In der Vorbereitung des 22. Parteitages sind zudem alle Mitglieder aufgefordert, sich mit dem Netzwerk und seinen stets wiederholten Anwürfen gegen die Parteiführung auseinanderzusetzen. Es ist doch nachprüfbar, ob ein Bundestagswahlkampf, der die Partei mit ihren Inhalten und dem Sofortprogramm nach draußen führt, sektiererisch ist; ob das Ende der Mitgliedschaft in der ELP zur Verengung unserer internationalen Arbeit geführt hat etc. Die Arbeit der heutigen Parteiführung ist nicht ohne Fehler. Aber kann es ernsthaft darum gehen, wie es Heinz Stehr auf dem letzten Netzwerktreffen formuliert hat, „zurück zur Partei von 2012“ zu wollen?

Die Partei 2017 hat doch gezeigt, dass das Eingreifen in die Wahlkämpfe, die Friedensaktionen (z. B. in Büchel), unsere Teilnahme an den G20-Protesten, die Unterstützung der Kämpfe im Gesundheitswesen tatsächlich mehr Rot auf die Straße gebracht haben – dort, wo wir gemeinsam handeln.

Angesichts dessen, was ich skizziert habe, und weil ich in der Tat davon überzeugt bin, dass wir im Sinne der Partei und ihres Fortbestandes gehandelt haben, haben Rücktrittsforderungen für mich keine Grundlage. Nach Stand der Dinge werden die Vorsitzenden erneut kandidieren und müssen auf dem Parteitag Rechenschaft ablegen. Dann hat der Parteitag zu entscheiden.

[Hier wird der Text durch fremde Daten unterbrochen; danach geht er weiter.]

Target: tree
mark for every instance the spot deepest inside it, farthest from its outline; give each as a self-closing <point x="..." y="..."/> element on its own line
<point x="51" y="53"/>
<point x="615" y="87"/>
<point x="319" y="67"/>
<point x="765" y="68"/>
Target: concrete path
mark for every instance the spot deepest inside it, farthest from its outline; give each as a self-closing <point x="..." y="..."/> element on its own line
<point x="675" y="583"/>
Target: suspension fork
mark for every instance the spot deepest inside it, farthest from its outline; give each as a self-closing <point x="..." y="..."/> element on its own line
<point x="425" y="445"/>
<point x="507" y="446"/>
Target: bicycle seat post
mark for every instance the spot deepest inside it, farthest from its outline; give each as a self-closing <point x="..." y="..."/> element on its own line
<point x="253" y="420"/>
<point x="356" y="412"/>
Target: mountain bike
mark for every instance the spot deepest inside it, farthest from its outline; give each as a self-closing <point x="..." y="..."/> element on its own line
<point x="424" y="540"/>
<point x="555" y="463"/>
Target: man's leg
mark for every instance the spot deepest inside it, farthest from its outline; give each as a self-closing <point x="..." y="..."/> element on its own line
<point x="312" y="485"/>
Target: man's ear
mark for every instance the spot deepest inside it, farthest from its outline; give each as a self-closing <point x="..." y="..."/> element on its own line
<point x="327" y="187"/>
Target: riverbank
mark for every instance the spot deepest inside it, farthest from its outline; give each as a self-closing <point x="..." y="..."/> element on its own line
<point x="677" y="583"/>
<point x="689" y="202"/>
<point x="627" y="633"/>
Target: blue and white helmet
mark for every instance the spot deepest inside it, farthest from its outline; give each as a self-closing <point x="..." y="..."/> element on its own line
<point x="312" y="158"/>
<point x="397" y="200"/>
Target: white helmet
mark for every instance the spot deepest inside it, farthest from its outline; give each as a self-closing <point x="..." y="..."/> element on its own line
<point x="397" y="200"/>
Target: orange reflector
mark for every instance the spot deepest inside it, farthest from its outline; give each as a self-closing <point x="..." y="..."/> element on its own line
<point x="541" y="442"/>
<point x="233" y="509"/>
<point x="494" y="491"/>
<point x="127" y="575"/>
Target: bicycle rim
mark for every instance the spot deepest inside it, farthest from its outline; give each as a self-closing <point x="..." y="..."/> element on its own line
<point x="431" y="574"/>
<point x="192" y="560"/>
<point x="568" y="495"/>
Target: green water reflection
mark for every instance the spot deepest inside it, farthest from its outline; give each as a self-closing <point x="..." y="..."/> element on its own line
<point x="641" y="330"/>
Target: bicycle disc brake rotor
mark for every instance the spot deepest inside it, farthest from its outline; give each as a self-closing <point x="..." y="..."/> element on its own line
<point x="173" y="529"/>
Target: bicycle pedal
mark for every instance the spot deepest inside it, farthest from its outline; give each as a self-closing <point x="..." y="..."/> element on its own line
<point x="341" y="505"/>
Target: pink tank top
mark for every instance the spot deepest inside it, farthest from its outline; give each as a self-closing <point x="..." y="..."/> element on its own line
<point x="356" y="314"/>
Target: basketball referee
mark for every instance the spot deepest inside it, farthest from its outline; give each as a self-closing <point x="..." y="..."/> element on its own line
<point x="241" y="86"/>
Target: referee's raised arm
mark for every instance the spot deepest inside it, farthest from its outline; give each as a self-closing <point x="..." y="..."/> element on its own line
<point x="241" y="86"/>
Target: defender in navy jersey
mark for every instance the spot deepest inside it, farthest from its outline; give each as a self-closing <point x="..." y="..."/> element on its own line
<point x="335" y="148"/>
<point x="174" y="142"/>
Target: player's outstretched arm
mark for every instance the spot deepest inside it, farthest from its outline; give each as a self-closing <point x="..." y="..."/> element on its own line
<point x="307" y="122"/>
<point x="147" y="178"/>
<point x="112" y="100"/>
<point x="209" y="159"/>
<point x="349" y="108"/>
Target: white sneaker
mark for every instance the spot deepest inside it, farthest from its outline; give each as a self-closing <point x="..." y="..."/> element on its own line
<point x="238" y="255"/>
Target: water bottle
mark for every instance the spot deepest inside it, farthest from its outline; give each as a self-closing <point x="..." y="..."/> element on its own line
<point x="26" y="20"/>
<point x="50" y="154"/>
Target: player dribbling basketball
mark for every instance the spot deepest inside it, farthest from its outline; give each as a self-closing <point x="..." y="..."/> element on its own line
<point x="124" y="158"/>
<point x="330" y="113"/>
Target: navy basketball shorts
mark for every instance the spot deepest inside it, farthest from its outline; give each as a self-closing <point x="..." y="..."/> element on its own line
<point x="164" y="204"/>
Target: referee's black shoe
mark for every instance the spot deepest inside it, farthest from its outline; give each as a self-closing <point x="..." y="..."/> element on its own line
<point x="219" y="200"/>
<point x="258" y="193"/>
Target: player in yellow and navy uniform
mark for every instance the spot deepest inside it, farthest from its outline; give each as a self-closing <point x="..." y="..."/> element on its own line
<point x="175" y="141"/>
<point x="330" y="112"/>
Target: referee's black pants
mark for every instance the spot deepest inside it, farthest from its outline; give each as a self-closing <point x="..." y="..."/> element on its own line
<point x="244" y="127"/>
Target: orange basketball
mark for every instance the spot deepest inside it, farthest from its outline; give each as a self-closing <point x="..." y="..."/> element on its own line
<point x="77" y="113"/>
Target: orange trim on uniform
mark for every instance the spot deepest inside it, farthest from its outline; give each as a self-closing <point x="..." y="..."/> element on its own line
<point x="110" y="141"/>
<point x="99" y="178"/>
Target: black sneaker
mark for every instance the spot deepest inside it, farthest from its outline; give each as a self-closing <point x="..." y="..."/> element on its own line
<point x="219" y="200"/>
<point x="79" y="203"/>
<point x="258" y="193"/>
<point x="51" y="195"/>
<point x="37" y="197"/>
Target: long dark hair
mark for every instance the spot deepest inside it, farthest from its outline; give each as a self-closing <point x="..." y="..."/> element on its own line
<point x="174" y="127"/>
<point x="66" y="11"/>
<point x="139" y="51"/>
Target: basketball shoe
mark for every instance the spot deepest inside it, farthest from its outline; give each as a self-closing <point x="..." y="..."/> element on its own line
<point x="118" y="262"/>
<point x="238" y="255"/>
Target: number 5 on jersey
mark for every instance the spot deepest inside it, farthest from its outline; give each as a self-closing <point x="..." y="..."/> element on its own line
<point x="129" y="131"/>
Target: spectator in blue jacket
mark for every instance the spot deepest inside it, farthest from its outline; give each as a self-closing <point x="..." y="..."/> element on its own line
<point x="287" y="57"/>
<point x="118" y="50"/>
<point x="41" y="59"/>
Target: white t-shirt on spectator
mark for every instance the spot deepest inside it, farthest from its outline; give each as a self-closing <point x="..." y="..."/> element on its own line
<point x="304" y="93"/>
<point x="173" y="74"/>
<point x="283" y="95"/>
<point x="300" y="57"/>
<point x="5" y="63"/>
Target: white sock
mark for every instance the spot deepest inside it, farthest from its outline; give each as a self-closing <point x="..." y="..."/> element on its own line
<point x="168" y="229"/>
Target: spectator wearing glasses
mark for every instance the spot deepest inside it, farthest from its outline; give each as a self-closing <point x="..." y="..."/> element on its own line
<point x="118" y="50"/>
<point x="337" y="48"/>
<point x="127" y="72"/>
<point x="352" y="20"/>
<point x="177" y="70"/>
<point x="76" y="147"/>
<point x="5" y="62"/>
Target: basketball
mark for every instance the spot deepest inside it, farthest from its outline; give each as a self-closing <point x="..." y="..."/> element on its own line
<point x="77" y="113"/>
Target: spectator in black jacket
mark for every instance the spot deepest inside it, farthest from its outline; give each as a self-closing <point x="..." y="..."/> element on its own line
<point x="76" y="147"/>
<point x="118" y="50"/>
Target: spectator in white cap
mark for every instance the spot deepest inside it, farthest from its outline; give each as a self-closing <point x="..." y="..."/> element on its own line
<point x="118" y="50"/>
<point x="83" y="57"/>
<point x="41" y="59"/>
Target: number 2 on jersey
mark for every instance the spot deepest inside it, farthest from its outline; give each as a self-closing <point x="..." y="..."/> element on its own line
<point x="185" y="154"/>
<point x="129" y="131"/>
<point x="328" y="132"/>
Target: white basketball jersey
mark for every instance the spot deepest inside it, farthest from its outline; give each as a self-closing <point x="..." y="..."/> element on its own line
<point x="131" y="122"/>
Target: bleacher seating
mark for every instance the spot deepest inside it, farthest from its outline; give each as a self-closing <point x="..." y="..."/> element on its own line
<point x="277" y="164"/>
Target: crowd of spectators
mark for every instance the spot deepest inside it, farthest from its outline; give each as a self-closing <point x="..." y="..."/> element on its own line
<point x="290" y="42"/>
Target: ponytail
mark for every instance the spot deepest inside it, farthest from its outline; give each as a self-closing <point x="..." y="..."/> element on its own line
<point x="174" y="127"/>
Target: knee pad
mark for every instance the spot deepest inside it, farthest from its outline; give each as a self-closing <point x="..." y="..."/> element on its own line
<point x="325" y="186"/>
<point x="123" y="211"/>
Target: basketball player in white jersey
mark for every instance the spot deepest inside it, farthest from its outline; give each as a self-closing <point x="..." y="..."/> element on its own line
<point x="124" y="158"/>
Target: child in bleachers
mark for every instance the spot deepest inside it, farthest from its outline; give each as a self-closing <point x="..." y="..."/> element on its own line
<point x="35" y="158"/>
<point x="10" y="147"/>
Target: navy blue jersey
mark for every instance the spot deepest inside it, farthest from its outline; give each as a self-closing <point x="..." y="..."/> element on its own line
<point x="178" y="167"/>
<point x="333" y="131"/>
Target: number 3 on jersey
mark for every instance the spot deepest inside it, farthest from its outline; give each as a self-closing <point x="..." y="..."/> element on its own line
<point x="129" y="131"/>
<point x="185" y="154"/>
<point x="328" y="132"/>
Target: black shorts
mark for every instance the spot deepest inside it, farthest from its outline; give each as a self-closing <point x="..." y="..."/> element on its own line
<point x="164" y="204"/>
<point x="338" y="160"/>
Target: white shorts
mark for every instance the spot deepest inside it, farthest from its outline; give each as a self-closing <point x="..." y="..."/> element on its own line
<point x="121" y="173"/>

Der 22. Parteitag wird eine Entscheidung zum Netzwerk fassen und ich werde dafür werben, dass ein Unvereinkeitsbeschluss gefasst wird, wenn es bis zum Parteitag kein Aufeinanderzugehen mit klaren und vertrauenswürdigen Signalen Richtung Auflösung der Parallelstrukturen gibt. Das heißt aber auch, dass ich bis zum 22. Parteitag dafür stehe, eine solche Entwicklung zu ermöglichen und dass alle, die das Netzwerk organisieren, bis zum Parteitag die Möglichkeit haben, sich zu entscheiden. Wir wollen weitere Gespräche führen.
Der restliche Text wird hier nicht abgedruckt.